According to management, the current frac fluid formulations frequently contain risky components like hydrochloric acid or diesel fuel. Environmentalists believe that these components create a threat to water supplies.
Chesapeake is analyzing numerous environment friendly methods in several shale formations. The details of these shale formations have not been disclosed. The company is apprehensive of the fact that drilling a well costs about $4 million to $6 million. Meanwhile, if an untested frac system is pushed down a well it would damage the reservoir, resulting in wastage of resources.
Therefore, Chesapeake is testing the green fracking fluids to curtail threats from surface leak of drilling sites close to lakes, creeks and rivers. It would also help in reducing workers’ contact with potentially dangerous substances.
Chesapeake is not the only company, which is working on means of providing more environment friendly fluids. The world’s largest fracking company Halliburton Co. (HAL - Free Report) also offers CleanStim. This is effective in suppressing the growth of subterranean bacteria that can create a thick slime and hinder oil and gas flow.

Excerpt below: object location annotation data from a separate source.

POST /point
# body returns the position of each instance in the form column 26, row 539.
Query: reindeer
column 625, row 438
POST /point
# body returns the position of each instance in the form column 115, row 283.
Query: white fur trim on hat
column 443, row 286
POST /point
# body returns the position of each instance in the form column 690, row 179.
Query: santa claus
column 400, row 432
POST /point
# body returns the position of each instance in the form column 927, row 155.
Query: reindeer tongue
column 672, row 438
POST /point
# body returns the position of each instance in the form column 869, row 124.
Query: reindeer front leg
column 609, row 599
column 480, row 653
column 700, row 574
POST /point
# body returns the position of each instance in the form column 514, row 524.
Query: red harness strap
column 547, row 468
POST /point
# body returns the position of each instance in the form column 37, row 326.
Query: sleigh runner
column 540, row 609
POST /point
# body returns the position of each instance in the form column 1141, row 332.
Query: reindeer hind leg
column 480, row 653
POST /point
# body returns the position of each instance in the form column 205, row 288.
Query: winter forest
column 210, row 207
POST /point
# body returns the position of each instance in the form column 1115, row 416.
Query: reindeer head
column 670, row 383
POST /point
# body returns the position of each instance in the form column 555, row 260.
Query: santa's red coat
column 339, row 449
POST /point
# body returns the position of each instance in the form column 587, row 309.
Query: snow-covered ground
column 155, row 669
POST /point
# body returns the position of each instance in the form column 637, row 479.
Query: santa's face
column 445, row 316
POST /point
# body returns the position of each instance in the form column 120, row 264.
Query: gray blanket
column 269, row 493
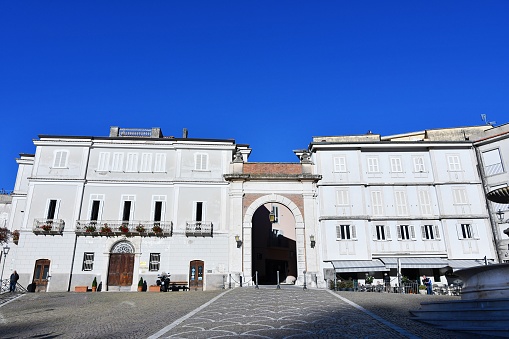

Another process developed by Halliburton uses ultraviolet light that destroys bacteria in the fracking fluid, combining the technology with a recycling process called CleanWave that uses an electrical charge to detach contaminants and clean the water.
The efforts by Chesapeake will go a long way in helping the company to grow in the rising environment friendly surroundings.
Chesapeake carries a Zacks #3 Rank, which is equivalent to a Hold rating for a period of one to three months. Longer term, we maintain our Neutral recommendation.